On August 12, 1920, a few days before the Wieprz River counteroffensive, Piłsudski came to Puławy, to inspect the troops. On the next day he arrived at Dęblin and met with Generals Śmigły-Rydz and Skierski. During the meeting, Piłsudski presented to them his plan of the attack on the Soviet positions. Facing Soviet 16th Army and Mozyr Group, Piłsudski took command of the First Assault Group and located his headquarters at the intersection of the roads from Dęblin to Kock and from Warsaw to Lublin.

On August 16, at 4 a.m., Piłsudski issued an order to attack. Polish objective was to reach the road connecting Warsaw with Brzesc nad Bugiem to cut the supply lines and evacuation routes of Soviet Western Front. The right wing of Polish advance was protected by the 3rd Infantry Division, which attacked along the line Włodawa–Brzesc. The First Assault Group managed to destroy the Mozyr Group of the Red Army and the southern wing of Soviet 16th Army.

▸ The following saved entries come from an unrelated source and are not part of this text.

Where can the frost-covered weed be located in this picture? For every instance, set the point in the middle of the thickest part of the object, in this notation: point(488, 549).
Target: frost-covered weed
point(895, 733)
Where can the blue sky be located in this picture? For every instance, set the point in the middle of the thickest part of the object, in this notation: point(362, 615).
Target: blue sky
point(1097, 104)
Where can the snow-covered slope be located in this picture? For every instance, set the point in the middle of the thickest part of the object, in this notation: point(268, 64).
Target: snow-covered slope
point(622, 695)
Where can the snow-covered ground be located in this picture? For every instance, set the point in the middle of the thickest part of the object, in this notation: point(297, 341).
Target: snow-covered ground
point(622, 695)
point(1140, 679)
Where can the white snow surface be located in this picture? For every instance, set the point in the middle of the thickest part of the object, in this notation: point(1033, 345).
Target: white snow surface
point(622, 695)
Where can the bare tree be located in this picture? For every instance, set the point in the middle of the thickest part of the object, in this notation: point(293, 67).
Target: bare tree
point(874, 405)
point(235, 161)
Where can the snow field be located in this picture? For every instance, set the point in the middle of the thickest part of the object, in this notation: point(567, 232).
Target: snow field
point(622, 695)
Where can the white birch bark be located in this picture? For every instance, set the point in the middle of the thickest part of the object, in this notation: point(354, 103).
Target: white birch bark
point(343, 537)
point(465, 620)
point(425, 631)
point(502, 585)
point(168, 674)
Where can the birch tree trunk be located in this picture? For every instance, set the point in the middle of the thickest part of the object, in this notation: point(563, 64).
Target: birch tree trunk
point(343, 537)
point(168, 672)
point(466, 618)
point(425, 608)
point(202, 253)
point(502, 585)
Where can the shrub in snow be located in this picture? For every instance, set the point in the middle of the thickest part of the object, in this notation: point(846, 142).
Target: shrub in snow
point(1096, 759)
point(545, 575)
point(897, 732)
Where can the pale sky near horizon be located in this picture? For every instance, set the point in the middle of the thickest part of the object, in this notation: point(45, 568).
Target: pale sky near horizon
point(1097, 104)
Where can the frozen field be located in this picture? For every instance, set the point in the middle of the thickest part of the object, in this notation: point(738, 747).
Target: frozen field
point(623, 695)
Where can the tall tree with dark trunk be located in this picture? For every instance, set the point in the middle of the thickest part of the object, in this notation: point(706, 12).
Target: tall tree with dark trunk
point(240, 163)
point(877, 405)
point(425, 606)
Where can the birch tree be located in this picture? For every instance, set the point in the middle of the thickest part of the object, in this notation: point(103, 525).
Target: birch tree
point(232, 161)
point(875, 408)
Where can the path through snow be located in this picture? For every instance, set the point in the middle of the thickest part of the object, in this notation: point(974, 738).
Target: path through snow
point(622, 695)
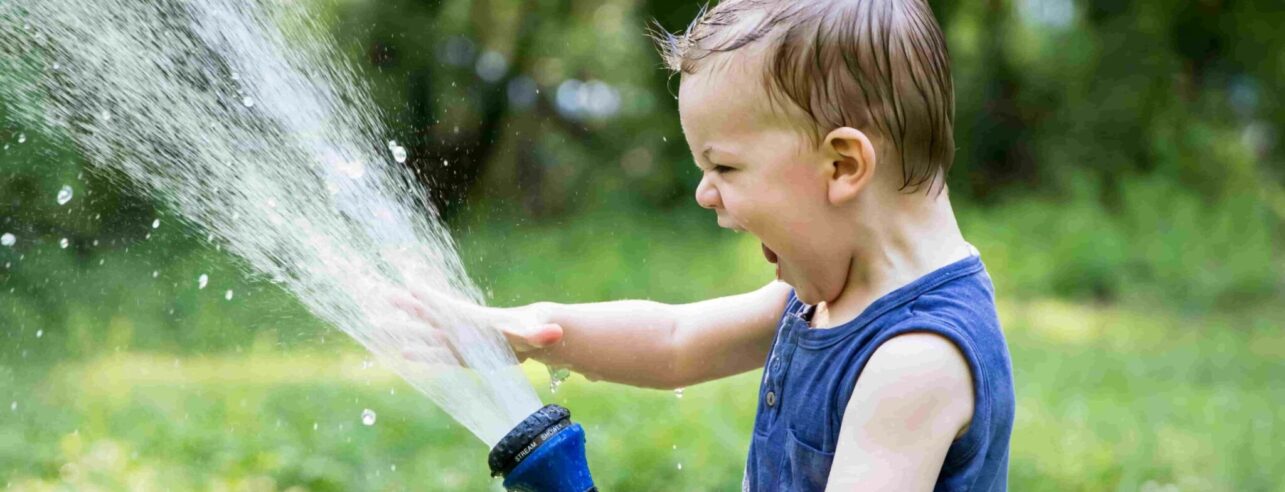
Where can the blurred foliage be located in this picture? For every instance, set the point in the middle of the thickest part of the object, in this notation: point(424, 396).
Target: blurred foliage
point(1119, 168)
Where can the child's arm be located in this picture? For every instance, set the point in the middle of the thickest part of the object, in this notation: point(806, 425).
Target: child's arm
point(662, 346)
point(912, 400)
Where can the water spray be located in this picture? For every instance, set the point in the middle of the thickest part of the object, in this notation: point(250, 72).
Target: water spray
point(244, 118)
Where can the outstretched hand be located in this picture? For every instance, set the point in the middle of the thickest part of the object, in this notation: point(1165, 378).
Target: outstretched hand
point(526, 328)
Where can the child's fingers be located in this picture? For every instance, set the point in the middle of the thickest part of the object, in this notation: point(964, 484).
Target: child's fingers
point(537, 337)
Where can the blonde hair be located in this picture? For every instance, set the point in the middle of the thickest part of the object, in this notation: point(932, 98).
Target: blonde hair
point(877, 66)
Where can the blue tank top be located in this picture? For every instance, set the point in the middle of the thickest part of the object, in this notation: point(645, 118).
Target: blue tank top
point(811, 373)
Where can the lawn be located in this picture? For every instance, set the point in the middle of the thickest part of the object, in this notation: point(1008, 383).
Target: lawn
point(1127, 396)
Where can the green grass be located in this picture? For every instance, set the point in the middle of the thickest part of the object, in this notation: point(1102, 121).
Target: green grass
point(1125, 395)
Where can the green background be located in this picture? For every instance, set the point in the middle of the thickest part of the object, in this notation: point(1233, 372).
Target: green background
point(1119, 168)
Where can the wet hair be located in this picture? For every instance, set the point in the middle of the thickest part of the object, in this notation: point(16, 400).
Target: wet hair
point(877, 66)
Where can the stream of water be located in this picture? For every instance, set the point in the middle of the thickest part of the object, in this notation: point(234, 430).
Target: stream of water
point(242, 117)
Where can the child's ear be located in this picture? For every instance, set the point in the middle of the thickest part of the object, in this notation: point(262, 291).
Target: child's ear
point(852, 163)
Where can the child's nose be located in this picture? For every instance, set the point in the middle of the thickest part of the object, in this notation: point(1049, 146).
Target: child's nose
point(707, 195)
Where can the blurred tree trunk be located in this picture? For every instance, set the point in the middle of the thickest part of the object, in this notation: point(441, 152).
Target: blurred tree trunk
point(1001, 136)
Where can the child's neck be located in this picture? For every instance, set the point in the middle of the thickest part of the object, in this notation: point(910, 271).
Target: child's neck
point(893, 247)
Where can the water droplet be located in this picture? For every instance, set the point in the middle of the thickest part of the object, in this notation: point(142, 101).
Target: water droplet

Simultaneously, the Second Assault Group of Wrzalinski, concentrated near Wesola and attacked towards Mińsk Mazowiecki, supported by Armoured Group of Major Nowicki (five tank units, three armoured trains, 10 airplanes). Wrzalinski and his soldiers began their offensive at 9 a.m. Divided into two columns, the Poles advanced rapidly and crushed Soviet resistance with their tanks and artillery. The 10th Rifle Division of the Red Army, which defended Debe Wielkie, abandoned its positions, and at about 6 p.m., two Polish armoured trains entered the rail station at Mińsk Mazowiecki, which forced the Soviets to retreat.

The Battle of Dęblin and Mińsk Mazowiecki is commemorated on the Tomb of the Unknown Soldier, Warsaw, with the inscription "DEBLIN – MINSK MAZOWIECKI 16 – 18 VIII 1920".

== Sources ==
- J. Odziemkowski, Leksykon wojny polsko-rosyjskiej 1919–1920, wyd. RYTM Warszawa 2004.
- Lech Wyszczelski, Bitwa na przedpolach Warszawy, Dom Wydawniczy Bellona 2000.
- Bogdan Skaradziński, Sąd boży 1920 roku, wyd. Świat Książki Warszawa 1996.